I do believe sustainable timber harvest is not only possible, but necessary, even on the Tongass. But rolling back the Roadless Rule does not mark a path toward this important goal. The trees—themselves literally made of salmon—are far more valuable as a keystone link in a fish-producing system than the forest products they might produce. The U.S. National Forest System includes 193 million acres, and the Tongass, at nearly 17 million, produces more salmon than all the other National Forests combined. Two of the islands I routinely fish with clients and with my kids have twice as many brown bears as people. The bears and the trees need these fish much more than Japan or China needs raw logs. What’s clear to me and to almost everyone who actually lives here, is that the days of industrial scale logging in Southeast Alaska have come and gone.
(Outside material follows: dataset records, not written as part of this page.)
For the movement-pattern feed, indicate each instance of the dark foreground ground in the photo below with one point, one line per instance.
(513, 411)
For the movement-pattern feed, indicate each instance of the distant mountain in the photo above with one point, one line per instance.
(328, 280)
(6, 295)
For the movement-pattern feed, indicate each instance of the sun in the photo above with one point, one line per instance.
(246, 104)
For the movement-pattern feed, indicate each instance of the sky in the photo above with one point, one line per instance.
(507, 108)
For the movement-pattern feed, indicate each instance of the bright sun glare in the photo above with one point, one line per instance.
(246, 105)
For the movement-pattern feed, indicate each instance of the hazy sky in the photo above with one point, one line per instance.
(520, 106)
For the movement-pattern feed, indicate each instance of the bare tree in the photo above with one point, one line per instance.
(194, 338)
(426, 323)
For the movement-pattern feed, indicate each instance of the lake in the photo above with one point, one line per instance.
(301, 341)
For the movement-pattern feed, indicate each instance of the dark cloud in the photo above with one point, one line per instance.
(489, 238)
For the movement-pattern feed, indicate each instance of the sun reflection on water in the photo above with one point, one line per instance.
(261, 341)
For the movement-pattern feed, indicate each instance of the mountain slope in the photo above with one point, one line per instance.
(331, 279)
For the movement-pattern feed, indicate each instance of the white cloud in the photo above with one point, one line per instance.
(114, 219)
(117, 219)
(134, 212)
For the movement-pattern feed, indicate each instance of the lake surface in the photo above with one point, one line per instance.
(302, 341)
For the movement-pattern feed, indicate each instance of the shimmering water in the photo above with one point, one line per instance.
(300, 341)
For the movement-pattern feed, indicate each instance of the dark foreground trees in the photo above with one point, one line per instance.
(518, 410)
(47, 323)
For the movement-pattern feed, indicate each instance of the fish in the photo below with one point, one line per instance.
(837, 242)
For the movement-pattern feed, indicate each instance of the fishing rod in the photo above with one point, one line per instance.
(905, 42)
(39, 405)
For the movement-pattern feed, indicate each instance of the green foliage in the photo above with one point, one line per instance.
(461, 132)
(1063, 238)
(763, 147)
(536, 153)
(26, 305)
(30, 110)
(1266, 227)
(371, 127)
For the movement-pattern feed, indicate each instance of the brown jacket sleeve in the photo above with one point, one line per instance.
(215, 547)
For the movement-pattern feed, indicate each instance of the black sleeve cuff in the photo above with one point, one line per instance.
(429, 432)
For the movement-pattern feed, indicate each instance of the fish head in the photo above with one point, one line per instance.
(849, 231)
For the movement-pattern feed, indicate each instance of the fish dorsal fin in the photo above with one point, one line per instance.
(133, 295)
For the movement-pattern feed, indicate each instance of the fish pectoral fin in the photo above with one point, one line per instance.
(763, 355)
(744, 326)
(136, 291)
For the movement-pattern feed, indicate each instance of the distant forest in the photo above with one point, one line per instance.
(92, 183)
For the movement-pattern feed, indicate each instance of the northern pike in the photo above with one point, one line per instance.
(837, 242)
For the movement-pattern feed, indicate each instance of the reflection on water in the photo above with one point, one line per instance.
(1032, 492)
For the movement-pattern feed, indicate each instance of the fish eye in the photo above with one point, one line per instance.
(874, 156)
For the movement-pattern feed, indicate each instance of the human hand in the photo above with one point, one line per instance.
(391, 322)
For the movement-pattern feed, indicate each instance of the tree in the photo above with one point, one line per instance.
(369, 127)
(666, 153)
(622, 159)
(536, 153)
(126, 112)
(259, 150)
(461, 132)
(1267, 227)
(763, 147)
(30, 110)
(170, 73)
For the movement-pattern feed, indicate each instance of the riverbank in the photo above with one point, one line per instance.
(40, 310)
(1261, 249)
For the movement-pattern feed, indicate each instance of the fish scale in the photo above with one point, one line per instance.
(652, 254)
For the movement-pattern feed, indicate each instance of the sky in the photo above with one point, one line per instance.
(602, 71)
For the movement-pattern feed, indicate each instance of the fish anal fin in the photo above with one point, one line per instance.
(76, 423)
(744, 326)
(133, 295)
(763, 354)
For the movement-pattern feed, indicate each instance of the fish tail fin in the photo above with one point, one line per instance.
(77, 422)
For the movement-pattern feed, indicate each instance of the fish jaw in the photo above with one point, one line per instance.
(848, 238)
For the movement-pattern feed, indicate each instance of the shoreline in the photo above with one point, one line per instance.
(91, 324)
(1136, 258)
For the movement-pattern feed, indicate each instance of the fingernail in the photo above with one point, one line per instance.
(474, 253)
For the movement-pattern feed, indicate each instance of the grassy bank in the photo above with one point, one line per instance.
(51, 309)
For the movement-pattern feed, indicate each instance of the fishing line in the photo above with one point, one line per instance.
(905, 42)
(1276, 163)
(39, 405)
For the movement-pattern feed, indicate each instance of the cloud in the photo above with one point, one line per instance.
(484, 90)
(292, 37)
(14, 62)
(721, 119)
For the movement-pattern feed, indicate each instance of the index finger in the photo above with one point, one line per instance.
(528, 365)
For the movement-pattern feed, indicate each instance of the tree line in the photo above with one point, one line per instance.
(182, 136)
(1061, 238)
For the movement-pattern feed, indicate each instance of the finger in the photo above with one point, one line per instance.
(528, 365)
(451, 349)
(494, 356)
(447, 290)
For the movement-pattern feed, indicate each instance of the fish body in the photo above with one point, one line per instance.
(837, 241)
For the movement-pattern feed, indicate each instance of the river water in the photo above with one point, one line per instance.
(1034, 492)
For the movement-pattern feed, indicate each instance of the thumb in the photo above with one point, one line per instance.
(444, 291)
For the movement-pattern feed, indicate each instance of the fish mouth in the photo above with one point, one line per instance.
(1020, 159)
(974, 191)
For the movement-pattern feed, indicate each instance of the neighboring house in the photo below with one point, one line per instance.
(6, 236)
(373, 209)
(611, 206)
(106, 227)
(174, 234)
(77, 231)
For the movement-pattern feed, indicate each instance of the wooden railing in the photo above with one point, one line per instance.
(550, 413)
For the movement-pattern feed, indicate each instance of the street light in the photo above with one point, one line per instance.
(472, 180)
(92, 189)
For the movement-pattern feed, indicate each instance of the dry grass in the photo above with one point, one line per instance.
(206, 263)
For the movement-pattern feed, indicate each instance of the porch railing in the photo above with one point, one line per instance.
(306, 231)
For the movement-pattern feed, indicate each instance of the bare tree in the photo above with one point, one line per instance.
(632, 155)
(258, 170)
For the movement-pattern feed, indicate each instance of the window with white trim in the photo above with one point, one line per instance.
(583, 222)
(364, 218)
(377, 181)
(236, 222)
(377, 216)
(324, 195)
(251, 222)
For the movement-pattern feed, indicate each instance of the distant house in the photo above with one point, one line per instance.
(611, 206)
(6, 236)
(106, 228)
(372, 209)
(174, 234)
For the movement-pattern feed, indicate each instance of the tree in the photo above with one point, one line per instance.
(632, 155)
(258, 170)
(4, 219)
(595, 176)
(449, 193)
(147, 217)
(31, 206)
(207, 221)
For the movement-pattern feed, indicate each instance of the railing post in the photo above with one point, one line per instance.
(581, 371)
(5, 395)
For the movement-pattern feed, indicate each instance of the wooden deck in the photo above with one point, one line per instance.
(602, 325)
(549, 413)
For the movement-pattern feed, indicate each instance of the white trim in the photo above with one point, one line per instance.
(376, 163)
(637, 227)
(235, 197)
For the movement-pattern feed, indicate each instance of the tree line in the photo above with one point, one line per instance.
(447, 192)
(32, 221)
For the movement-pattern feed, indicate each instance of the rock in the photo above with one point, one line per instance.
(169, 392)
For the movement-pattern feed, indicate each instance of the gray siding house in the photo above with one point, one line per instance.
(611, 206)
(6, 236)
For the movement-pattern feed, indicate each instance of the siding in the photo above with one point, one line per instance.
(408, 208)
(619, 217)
Despite all the tax dollars spent propping it up, the timber industry has contributed less than one percent to local economies over the last two decades. It’s not coming back. It shouldn’t come back.
As anglers, we have a vested interested in pushing back against this ill-advised and nostalgia-driven plan to repeal an effective and popular Forest Service rule. So even if you haven’t had a chance to hop a Beaver to fish with me yet, and even if you never get a chance to connect with salmon or steelhead reared in what we call America’s Salmon Forest, I hope that you, too, will consider contacting the Forest Service and your elected officials to let them know what you care about. The “development-for-development’s sake” folks who don't care for the fish like we do are watching closely, as full exemptions to the Roadless Rule are under consideration in a host of other western states.
Kevin Maier teaches in the environmental humanities at the University of Alaska Southeast. He guides for Juneau-based Bear Creek Outfitters in the summer, and spends the rest of his time chasing his two boys around on skis and bikes.